Admittedly Rapid Photo Downloader’s design does not suit itself to all photo & video download situations. For some very simple computers that have only one core and don’t have much memory, the multi-process setup is ridiculously complex. Moreover, even on modern multi-core computers, because to run the program involves starting several processes at once, version 0.9 starts up slower than previous versions.

However the program’s design comes into its own when dealing with thousands of images at a time, or when downloading from or backing up to multiple devices. Some photographers come back to their computer with tens or even hundreds of thousands of images at a time, e.g. time lapse photographers. For them it can take many minutes just to generate the thumbnails. Even if you don’t download thousands of images at a time, you might notice that version 0.9 generates thumbnails considerably more quickly than previous versions.
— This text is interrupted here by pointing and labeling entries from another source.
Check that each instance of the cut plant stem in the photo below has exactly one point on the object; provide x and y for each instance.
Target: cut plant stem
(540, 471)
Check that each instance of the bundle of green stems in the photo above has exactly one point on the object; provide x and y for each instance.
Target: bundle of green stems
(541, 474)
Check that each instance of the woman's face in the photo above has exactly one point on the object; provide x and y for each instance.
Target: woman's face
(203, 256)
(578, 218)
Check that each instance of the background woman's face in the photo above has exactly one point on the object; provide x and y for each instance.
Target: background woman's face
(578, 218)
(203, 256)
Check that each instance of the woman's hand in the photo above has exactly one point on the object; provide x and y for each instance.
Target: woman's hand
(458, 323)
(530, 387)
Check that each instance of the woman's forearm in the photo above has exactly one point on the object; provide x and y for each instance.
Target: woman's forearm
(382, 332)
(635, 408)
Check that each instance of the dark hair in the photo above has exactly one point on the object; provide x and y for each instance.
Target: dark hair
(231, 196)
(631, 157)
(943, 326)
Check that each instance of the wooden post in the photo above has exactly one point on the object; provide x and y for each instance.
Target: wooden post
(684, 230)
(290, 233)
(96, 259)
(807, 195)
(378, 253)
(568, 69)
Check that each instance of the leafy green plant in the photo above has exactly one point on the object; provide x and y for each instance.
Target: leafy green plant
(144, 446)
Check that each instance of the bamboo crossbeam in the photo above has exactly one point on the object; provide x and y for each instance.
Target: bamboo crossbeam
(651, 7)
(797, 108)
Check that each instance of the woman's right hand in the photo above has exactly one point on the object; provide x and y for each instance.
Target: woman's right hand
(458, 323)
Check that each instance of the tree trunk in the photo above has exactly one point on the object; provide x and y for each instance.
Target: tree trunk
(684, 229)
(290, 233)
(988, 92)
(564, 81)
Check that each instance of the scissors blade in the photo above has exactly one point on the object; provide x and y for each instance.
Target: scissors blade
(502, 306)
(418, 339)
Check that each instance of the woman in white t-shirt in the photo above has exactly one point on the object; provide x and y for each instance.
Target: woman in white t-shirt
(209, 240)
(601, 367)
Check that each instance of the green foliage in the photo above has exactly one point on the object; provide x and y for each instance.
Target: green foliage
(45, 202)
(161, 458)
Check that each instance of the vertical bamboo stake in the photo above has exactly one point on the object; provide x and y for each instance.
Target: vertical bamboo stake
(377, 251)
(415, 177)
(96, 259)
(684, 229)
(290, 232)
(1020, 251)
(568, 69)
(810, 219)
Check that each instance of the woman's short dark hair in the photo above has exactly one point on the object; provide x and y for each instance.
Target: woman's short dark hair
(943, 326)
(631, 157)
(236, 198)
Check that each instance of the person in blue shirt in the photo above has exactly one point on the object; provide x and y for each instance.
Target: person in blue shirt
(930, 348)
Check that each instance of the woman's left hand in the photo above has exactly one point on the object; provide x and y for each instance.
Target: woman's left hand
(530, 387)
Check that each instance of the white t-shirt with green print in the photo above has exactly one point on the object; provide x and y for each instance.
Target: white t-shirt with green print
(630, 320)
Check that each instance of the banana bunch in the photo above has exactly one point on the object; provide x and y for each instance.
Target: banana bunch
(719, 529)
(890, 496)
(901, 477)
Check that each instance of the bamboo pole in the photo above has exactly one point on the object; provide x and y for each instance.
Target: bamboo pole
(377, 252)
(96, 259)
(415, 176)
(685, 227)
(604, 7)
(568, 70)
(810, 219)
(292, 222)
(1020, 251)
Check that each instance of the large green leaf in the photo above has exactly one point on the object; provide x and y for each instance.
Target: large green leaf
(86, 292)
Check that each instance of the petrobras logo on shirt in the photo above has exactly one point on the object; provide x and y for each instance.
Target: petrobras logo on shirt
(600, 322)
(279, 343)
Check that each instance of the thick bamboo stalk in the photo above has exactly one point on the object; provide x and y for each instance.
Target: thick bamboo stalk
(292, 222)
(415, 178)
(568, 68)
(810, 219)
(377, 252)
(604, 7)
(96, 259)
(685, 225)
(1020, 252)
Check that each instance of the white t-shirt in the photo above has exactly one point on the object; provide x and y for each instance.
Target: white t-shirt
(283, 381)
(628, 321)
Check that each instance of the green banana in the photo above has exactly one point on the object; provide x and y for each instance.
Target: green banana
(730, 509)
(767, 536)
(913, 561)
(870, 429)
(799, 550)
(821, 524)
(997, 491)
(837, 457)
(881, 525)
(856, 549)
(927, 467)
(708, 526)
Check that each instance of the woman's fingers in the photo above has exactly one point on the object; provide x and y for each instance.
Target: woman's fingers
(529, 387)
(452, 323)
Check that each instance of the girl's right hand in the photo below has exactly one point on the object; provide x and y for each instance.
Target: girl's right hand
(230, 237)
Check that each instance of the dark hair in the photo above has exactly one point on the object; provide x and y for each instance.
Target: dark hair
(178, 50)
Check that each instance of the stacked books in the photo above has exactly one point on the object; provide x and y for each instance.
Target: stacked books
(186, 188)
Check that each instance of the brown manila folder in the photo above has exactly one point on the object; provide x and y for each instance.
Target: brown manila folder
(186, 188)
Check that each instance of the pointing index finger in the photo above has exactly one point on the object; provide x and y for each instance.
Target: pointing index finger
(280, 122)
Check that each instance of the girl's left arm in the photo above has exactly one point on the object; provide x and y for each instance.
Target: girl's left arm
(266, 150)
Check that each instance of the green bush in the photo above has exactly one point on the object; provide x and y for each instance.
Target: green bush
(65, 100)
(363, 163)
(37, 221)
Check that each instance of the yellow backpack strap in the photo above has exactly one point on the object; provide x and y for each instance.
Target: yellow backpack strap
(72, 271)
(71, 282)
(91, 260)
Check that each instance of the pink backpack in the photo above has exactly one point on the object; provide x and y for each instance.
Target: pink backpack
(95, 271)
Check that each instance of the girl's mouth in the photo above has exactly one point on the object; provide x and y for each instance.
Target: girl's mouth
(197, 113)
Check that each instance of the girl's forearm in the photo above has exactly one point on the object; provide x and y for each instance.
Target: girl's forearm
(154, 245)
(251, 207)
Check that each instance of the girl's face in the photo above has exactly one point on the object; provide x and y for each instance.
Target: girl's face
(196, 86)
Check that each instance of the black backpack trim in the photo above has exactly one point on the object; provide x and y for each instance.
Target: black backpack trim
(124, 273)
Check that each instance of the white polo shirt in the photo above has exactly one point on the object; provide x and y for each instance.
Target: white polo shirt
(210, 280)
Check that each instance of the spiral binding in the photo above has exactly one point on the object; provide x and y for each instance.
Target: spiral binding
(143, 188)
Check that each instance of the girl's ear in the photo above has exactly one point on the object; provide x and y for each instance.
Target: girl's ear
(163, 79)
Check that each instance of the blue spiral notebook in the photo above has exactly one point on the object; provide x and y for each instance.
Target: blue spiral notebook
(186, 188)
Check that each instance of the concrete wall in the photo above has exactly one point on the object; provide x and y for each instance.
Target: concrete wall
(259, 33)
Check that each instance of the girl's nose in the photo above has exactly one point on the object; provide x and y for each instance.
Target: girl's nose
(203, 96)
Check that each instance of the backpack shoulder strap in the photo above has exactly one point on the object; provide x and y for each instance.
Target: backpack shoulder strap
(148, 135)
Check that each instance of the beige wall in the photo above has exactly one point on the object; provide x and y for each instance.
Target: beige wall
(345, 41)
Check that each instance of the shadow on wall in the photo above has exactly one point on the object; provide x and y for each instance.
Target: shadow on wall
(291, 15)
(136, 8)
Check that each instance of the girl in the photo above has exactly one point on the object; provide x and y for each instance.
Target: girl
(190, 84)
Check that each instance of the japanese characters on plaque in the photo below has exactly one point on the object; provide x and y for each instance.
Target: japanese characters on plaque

This post is already getting long, so I won’t go into the details of the 0MQ messaging, which is what the Receive and Send section of each box refers to. For those who are interested, what those terms mean is described in book-level detail in Pieter Hintjens’ marvellous 0MQ Guide. Basically the Rapid Photo Downloader processes communicate with each other by sending messages such as “work on this task” or “I’ve finished working on this task”.

TCP/IP is used to exchange the 0MQ messages, which means one day in the future Rapid Photo Downloader can be extended to have its various components running on separate devices over a network. Imagine for example a Rapid Photo Downloader scan process running on a smart phone and the GUI process on your desktop communicating with it over your local network.

If the Rapid Photo Downloader code interests you and you like to code, please feel free to contribute to it! I’m the only person working on the project, but more hands on deck are definitely welcome.


Great write up!

I am not a developer, but it was still cool to hear about what goes on under the hood :slight_smile:

That was very informative. Thanks a lot!

Wow… Thanks for the post! I’m going to have to reread it five or six more times before comprehend half of it. But I certainly have a renewed appreciation! Thanks so much for all your efforts!